But I was not an elite athlete in an Olympic sport. Every athlete’s time in the arena is short, for some even more so than others. For Olympians, the grandest stage comes just once every four years, always in a different country, never on your own terms. So, yes, at the age of 21, figure skating superstar Ilia Malinin—the self described “quad god” who failed to medal at the Olympics in the men’s individual event despite being the heavy favorite—was looking for redemption. He had one last shot at it on Saturday, at this year’s world championships in Prague.

In figure skating, like other solo sports, you compete against yourself. There is no other team or other athlete out there with you, hence the old wisdom that the game is much as mental as physical. Your own mind is as much the enemy as any other skater is, which is why Olympic figure skating history is littered with upsets. On any given day, Malinin has the physical ability to do seven quad jumps, including the hardest of them all, the quad axel. That is never in doubt. But could he mentally shake off what happened in Italy? That was the question every figure skating fan had.

Malinin answered, as he usually does, with quads.

OK, this time he only did five. It was still plenty to win gold, taking first by more than 22 points over Japan’s Yuma Kagiyama, a brilliant skater in his own right who has had the unfortunate luck of competing in the same era as Malinin and Nathan Chen. Perhaps more importantly, Malinin skated with ease. He looked lighter on the ice. The entire program unfolded as scripted. It feels almost too simplistic to say that, with the Olympic pressure gone, Malinin floated to first place, but he did.

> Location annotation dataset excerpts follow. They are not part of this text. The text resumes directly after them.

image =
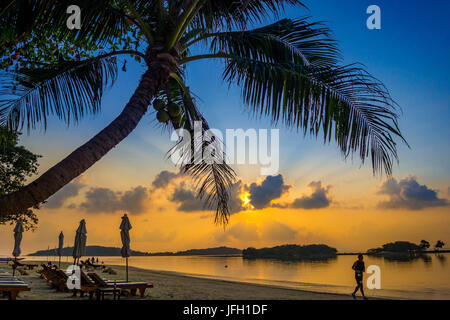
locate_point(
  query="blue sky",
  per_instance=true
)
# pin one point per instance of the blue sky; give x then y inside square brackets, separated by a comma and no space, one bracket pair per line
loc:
[410,54]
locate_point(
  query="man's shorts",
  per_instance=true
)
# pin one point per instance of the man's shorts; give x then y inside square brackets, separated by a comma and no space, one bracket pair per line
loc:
[358,278]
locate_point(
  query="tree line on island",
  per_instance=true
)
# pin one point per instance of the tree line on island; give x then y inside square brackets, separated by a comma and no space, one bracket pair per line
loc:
[282,252]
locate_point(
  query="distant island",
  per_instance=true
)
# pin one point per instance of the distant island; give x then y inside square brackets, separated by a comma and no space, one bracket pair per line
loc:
[91,251]
[100,251]
[405,249]
[219,251]
[292,252]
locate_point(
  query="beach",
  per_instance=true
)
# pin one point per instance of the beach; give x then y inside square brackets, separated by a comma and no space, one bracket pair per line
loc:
[174,286]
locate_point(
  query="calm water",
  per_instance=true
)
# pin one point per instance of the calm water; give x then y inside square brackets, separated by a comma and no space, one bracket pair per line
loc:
[418,279]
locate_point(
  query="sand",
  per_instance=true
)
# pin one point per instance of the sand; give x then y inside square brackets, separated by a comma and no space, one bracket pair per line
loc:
[175,286]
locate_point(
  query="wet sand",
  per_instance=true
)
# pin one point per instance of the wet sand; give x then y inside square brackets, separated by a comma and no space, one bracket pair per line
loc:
[173,286]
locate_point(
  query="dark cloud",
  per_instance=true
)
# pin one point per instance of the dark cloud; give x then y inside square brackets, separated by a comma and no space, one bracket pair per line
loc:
[186,200]
[270,189]
[104,200]
[240,231]
[248,232]
[409,194]
[235,203]
[164,178]
[317,200]
[276,231]
[69,191]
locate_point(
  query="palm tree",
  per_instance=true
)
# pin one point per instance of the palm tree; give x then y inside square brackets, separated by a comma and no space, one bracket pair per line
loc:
[424,244]
[290,71]
[439,245]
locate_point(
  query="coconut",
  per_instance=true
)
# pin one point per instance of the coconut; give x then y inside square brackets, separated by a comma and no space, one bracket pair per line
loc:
[158,104]
[162,116]
[174,110]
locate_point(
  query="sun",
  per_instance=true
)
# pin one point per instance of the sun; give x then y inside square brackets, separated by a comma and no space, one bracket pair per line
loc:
[245,198]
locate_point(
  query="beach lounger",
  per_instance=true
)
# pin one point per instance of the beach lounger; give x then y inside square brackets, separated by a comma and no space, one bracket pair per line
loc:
[132,286]
[58,279]
[25,265]
[12,289]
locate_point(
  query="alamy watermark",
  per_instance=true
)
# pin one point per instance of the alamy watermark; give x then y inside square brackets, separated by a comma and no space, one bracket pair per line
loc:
[374,280]
[374,20]
[242,147]
[74,277]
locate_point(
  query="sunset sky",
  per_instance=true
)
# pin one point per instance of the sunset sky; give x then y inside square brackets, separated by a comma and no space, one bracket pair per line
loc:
[317,196]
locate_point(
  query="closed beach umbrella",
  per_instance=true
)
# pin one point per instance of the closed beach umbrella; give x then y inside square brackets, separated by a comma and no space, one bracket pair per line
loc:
[79,247]
[125,227]
[60,247]
[17,240]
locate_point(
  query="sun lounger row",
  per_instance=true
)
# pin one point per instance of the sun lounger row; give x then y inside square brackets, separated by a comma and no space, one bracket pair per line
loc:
[90,283]
[28,266]
[11,286]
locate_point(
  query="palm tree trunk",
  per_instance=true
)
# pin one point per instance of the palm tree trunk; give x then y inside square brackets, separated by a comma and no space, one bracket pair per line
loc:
[84,157]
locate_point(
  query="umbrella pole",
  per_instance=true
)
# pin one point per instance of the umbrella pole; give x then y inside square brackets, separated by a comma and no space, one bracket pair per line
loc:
[14,266]
[127,267]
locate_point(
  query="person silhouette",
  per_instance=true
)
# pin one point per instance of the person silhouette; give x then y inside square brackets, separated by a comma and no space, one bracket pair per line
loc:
[359,268]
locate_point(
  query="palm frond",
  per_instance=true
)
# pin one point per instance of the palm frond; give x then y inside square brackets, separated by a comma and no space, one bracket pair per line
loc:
[297,42]
[230,14]
[345,102]
[68,90]
[101,20]
[212,176]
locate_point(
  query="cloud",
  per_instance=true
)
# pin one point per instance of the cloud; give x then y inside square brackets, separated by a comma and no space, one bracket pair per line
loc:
[163,179]
[104,200]
[271,188]
[317,200]
[235,203]
[270,232]
[241,231]
[69,191]
[186,200]
[409,194]
[276,231]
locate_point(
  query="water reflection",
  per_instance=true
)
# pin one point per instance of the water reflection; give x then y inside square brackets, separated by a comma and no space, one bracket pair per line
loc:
[419,277]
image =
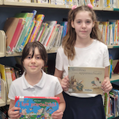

When the scores were finally revealed, Malinin looked more relieved than overjoyed. “My expectation was to leave the long program in one piece,” he said afterward, “and I definitely think that happened.” The quad god will end this figure skating season on a good note, though not with the Olympic exclamation point he desired. (Both individual Olympic champions, Alysa Liu and Mikhail Shaidorov, sat out worlds this year.) He’s just 21; there’s no reason to think he won’t have the quads in another four years. But there’s still that infamous Olympic pressure. He has four years to figure it out.